What You Should Know about Pleading “No Contest”
Q: What does it mean to plead “no contest” to a criminal or traffic offense?
A: A plea is a person’s formal response to a criminal or traffic charge. A person charged with a criminal or traffic offense is called the defendant. The defendant can choose from the pleas of guilty, not guilty, not guilty by reason of insanity, or no-contest. Entering a plea refers to the judge’s act of formally noting a defendant’s plea, or “entering” it, in the court’s official file. If you enter a no-contest plea, it means that, while you do not admit your guilt, you do admit the truth of the facts alleged in the indictment, information or complaint (the so-called “charging” documents that start a criminal or traffic case). No-contest pleas are sometimes known as “nolo contendere” or just “nolo” pleas.
Q: So what’s the difference between pleading guilty and pleading no contest?
A: Good question. Sometimes there’s no difference whatsoever and sometimes there’s a big difference. If you plead guilty, you are admitting to the facts and the legal consequences of those facts. The benefit of a no-contest plea (when you admit the facts, but not your guilt) is that it allows you to avoid a trial if your defense has become hopeless, but it prevents the plea from being used against you in any later civil or criminal proceeding. It also allows you the opportunity to appeal rulings by the court, such as rulings allowing certain evidence to be used by the government.
Q: Can you provide an example?
A: Let’s say Driver Dan rear-ends Driver Pete’s car. Rear-ending someone is a traffic violation known as “failure to maintain an Assured Clear Distance Ahead” (ACDA). Say State Trooper H. Abe comes to the scene to investigate and gives Dan a ticket for ACDA. In addition to the ticket, Pete sues Dan in small claims court to recover the cost of repairing the damage to his car that was caused by the accident. If Dan goes to court on the ticket and pleads guilty to the ACDA (because he knows Trooper Abe and the prosecutor have an open-and-shut case) then Pete can use that guilty plea against Dan in the small claims suit because, by pleading guilty, Dan is completely admitting to the facts and his own guilt. If Dan pleads no contest, though, Pete cannot use that as an admission by Dan in the small claims suit.
Q: Is pleading no-contest to a felony in Ohio the same as pleading no contest to a misdemeanor?
A: Not exactly. When a defendant enters a no-contest plea in a misdemeanor case, the prosecutor must explain the circumstances of the offense to the judge or magistrate. Based on that explanation, the judge or magistrate must find the defendant guilty or not guilty. As a practical matter, a no contest plea will almost always result in a “guilty” finding. This extra explanation by the prosecutor is not required in felony cases.
Q: Do I always have the option of pleading no contest?

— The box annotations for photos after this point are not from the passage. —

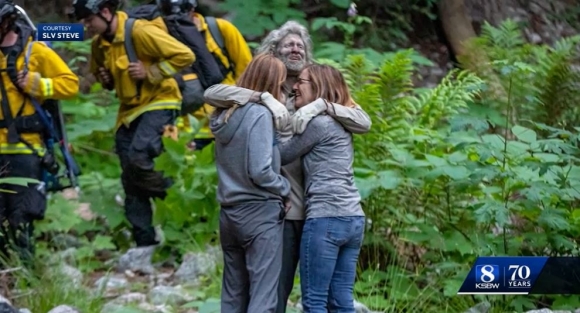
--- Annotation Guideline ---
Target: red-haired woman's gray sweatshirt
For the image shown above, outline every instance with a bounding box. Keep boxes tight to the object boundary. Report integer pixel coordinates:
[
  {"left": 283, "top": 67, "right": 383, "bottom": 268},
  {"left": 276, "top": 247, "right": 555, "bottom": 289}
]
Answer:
[{"left": 210, "top": 103, "right": 290, "bottom": 206}]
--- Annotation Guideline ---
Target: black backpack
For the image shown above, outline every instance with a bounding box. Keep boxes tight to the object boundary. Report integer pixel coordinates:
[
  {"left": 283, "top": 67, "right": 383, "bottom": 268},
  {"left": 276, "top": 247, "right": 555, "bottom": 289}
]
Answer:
[{"left": 125, "top": 4, "right": 233, "bottom": 115}]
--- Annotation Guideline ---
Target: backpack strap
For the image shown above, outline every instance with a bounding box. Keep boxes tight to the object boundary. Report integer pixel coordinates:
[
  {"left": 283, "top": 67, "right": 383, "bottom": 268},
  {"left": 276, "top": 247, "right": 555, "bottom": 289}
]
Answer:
[
  {"left": 125, "top": 18, "right": 143, "bottom": 98},
  {"left": 205, "top": 16, "right": 234, "bottom": 72}
]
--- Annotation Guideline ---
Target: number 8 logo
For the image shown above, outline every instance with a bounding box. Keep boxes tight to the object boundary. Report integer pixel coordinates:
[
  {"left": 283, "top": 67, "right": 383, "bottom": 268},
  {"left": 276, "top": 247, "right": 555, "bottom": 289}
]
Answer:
[{"left": 479, "top": 265, "right": 495, "bottom": 283}]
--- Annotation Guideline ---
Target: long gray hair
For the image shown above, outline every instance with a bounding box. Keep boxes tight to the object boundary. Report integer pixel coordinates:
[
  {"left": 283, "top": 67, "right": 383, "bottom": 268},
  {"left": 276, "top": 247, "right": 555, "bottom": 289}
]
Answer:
[{"left": 255, "top": 21, "right": 312, "bottom": 64}]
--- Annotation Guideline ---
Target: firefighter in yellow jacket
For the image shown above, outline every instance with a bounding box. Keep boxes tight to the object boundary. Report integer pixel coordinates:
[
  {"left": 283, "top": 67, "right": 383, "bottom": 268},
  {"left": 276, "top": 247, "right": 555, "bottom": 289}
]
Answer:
[
  {"left": 157, "top": 0, "right": 252, "bottom": 150},
  {"left": 73, "top": 0, "right": 195, "bottom": 258},
  {"left": 0, "top": 0, "right": 79, "bottom": 263}
]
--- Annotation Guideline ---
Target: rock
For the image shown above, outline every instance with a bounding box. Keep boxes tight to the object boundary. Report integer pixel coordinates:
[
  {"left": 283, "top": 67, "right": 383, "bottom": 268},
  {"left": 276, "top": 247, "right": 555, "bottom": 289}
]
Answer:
[
  {"left": 52, "top": 234, "right": 82, "bottom": 250},
  {"left": 101, "top": 292, "right": 149, "bottom": 313},
  {"left": 117, "top": 246, "right": 157, "bottom": 275},
  {"left": 149, "top": 286, "right": 193, "bottom": 305},
  {"left": 0, "top": 295, "right": 12, "bottom": 305},
  {"left": 174, "top": 251, "right": 217, "bottom": 285},
  {"left": 111, "top": 292, "right": 147, "bottom": 305},
  {"left": 95, "top": 276, "right": 129, "bottom": 292},
  {"left": 48, "top": 305, "right": 81, "bottom": 313},
  {"left": 60, "top": 264, "right": 83, "bottom": 286}
]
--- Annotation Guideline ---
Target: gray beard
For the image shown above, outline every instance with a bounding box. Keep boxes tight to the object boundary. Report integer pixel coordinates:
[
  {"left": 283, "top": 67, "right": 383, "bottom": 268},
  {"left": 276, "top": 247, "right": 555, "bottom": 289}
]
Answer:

A: Generally, you have a choice between pleading guilty and no contest. If you are offered a plea bargain, however, the prosecutor may insist that you plead guilty rather than no contest. In exchange for your change of plea, the prosecutor would recommend a reduced charge or penalty.
Q: If I plead no contest and give the judge a really good excuse, might the judge let me off?
A: The only way the judge would find you not guilty on your no-contest plea is if there is a mistake in the “charging” document (if, for example, it leaves out a critical part of the charge) or because the prosecutor’s recitation of facts (where required) doesn’t match up to the facts stated in the charging document. This is rare.
Q: How do I figure out if I should plead no-contest?
A: A lawyer can advise you about your particular situation and the impact of various pleas.
This “Law You Can Use” column was provided by the Ohio State Bar Association (OSBA). It was originally prepared by attorney Robert A. Beattey. It was updated by Columbus attorney Bridget Riddell, Riddell Law, LLC.